The Writers Guild of America East tell the Federal Trade Commission that it is increasingly difficult to create "reliable, informative material in the fact of unrelenting budget cuts," and that the government may need to better fund public media or otherwise protect newsgathering while the country figures out how much it is willing to pay for quality programming.
That was as preamble to the union's planned participation in FTC workshops in early December on the impact of new media on journalism and the financial problems the industry faces.
The union said the Internet can potentially provide huge amounts of quality journalism, but not under the current model and, perhaps, not without government aid in the near term.
In comments filed Friday, WGAE, which counts news writers among its membership, said that while new digital media can expand the public dialog, it can't cover all the bases. "[I]ts economic structure is insufficient to support the in-depth investigation and reporting the public needs in order to participate in a meaningful way."
The union argued that while ad revenue declines are one issue, but the more fundamental change, a change that is driving that ad decline, is that with so many more, and more portable, sources of news, it has become more difficult to tie a revenue model to any particular outlet, and reducing their ability to control their material, compressing news to fit shorter attention spans and ratcheting up the pressure to be first.
"Writers have less and less time to think, ask questions, and write. There are fewer levels of editorial oversight, fewer checks and balances to ensure accuracy, and fewer opportunities to exercise editorial judgment," says the group.

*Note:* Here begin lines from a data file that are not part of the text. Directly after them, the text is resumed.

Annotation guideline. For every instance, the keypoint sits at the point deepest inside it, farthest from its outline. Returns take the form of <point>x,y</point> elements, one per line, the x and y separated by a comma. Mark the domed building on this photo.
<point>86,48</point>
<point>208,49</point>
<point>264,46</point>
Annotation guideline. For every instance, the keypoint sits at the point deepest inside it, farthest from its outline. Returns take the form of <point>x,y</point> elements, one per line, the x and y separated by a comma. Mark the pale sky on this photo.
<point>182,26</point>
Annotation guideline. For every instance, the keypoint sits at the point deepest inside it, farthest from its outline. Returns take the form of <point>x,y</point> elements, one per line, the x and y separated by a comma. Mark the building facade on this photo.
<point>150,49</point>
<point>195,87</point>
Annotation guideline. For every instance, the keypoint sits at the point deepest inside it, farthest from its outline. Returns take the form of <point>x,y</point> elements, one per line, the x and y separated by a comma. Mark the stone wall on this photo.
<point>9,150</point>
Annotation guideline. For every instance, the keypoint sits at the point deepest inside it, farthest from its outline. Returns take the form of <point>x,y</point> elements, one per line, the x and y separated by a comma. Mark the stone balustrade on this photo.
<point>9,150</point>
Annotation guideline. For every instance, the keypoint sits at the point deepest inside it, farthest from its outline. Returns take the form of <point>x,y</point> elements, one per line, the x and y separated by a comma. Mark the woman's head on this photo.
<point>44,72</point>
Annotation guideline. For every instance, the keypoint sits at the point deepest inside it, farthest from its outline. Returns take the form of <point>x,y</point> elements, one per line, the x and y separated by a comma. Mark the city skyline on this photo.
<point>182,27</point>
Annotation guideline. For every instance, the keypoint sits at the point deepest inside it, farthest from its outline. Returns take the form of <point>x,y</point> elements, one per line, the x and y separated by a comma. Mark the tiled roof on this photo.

While it conceded that this can make the job more interesting and efficient, it also says it makes the workloads "nearly unbearable" and multiplies the risks of error.
Bottom line, they said, the problem is that the rise of the Internet as a primary source has "undermined quality and reliability, and has made it increasingly difficult to forge a meaningful career creating thoughtful, accurate material."
But they also say the trend can be reversed and that the Internet can enhance public dialog. But only if everyone has ready access to high-speed broadband connections and information flows freely.
It also requires money in the form of sufficient resources to do the kind of thoughtful analysis and reporting that takes the Internet beyond "witless gossip, unfounded rumor, narrow propaganda, and salacious nonsense."
Without sufficient investment, the latter, which is cheap, will drown out the former, they say.
"As long as revenues - indeed, survival - are tied to getting material up on the Web as quickly as possible and making that material as superficially appealing as possible, news quality will remain caught in a powerful downdraft," they say.
The union said it is confident quality will prevail, but that in the interim, the government may have to step in to bridge the gap between the old model and the new.
"Most content is now free so the market does not require people to make that choice. It would be bad public policy to allow the current newsgathering system to fail in the interim. It would be very difficult to rebuild the industry from scratch; professional journalism might not make it through the transition period."
Both the FTC and FCC are examining the future of journalism in the face of declining circulation for newspapers and magazines and falling ad revenues for broadcast outlets, all facing an information tsunami, much of it free, from the Internet.
The FCC this week named journalist Seven Waldman to spearhead a commission assessment of the state of the media. Waldman told the Los AngelesTimes this week that he was most worried about "the evaporation of journalism and shrinking of journalistic resources."